From Clicks to Conversions: 4-Cluster Segmentation of 12K+ Sessions Achieving 99% Precision in Purchase Prediction

Why It Mattered → Business Context

E-commerce companies lose 84% of potential customers to cart abandonment and poor engagement. Understanding which visitors will convert before they bounce is critical for:

Optimizing ad spend by retargeting high-intent users
Reducing bounce rates through personalized UX interventions
Increasing ROI on marketing campaigns by focusing on users most likely to purchase

This project analyzed 12,330 real-world shopping sessions to predict purchase intent and segment users by behavior—enabling data-driven strategies to boost conversion rates and reduce wasted marketing dollars.
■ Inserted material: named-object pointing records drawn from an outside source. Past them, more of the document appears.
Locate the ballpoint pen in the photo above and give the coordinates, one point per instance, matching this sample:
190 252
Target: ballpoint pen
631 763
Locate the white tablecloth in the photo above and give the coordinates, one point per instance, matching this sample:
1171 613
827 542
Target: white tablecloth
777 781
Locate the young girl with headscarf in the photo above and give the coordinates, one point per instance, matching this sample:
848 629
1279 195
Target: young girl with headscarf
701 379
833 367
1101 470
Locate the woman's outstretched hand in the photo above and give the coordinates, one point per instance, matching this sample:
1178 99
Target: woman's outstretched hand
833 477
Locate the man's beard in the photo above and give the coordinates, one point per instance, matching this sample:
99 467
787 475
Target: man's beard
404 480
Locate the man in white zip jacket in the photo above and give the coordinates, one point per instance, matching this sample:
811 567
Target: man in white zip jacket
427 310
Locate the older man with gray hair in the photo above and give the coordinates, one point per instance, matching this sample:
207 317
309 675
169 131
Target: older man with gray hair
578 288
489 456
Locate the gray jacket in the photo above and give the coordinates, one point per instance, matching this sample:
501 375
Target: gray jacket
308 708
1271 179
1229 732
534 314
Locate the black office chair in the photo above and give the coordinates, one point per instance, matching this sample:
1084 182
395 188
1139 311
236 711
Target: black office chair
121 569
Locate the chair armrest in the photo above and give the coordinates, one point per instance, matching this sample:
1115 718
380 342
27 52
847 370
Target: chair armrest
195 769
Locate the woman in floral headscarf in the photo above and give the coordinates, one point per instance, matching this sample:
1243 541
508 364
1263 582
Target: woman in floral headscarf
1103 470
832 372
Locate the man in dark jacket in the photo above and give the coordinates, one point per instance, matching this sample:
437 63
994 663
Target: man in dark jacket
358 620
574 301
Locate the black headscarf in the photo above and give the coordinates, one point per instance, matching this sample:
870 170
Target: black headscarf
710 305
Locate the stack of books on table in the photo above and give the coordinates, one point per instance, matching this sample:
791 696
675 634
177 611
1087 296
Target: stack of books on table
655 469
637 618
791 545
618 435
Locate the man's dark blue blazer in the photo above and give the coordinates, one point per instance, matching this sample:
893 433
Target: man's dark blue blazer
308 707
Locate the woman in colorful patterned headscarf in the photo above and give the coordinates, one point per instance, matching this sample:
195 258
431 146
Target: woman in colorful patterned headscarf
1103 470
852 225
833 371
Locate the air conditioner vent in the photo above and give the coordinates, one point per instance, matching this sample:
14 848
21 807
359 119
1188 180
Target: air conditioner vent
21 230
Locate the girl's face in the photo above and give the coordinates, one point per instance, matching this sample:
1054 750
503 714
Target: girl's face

What I Did → Tools + My Role

Role: Data Analyst & ML Engineer Objective: Build a predictive model to classify purchase intent and identify high-value customer segments

Technical Stack:

Languages: R (tidyverse, dplyr, ggplot2)
Machine Learning: SVM (e1071), Decision Trees (rpart), Random Forest, K-Means Clustering
Evaluation: caret, pROC (ROC curves), confusion matrices
Visualization: ggplot2, factoextra, PCA projections

Deliverables:

Cleaned & preprocessed dataset with 18+ engineered features
K-Means clustering model (4 distinct customer segments)
SVM classifier achieving 98.99% accuracy and 99.9% AUC
Comprehensive analysis report with actionable business recommendations

How I Did It → Focus on Thinking + Key Decisions

Strategic Data Cleaning (Not Just Mechanical)

Challenge: Highly skewed distributions (BounceRates, ExitRates) and class imbalance (84% non-purchasers).

Decision:

Applied log transformations (log1p) instead of standard scaling to preserve relationships in skewed data
Used IQR capping (not deletion) for outliers to retain sample size
Manually oversampled minority class to balance training data—avoiding synthetic data generation that could introduce noise

Why it mattered: Preserved 100% of data integrity while ensuring models could learn from rare purchase events.

Feature Engineering Based on Domain Knowledge

Challenge: Raw features didn't capture engagement depth.

Decision:

Created ProductEngagement bins (Low/Medium/High) from continuous duration data
Applied rolling mean smoothing to SpecialDay variable to reduce noise from event spikes
Dropped SpecialDay after correlation analysis showed weak predictive power (-0.08 with Revenue)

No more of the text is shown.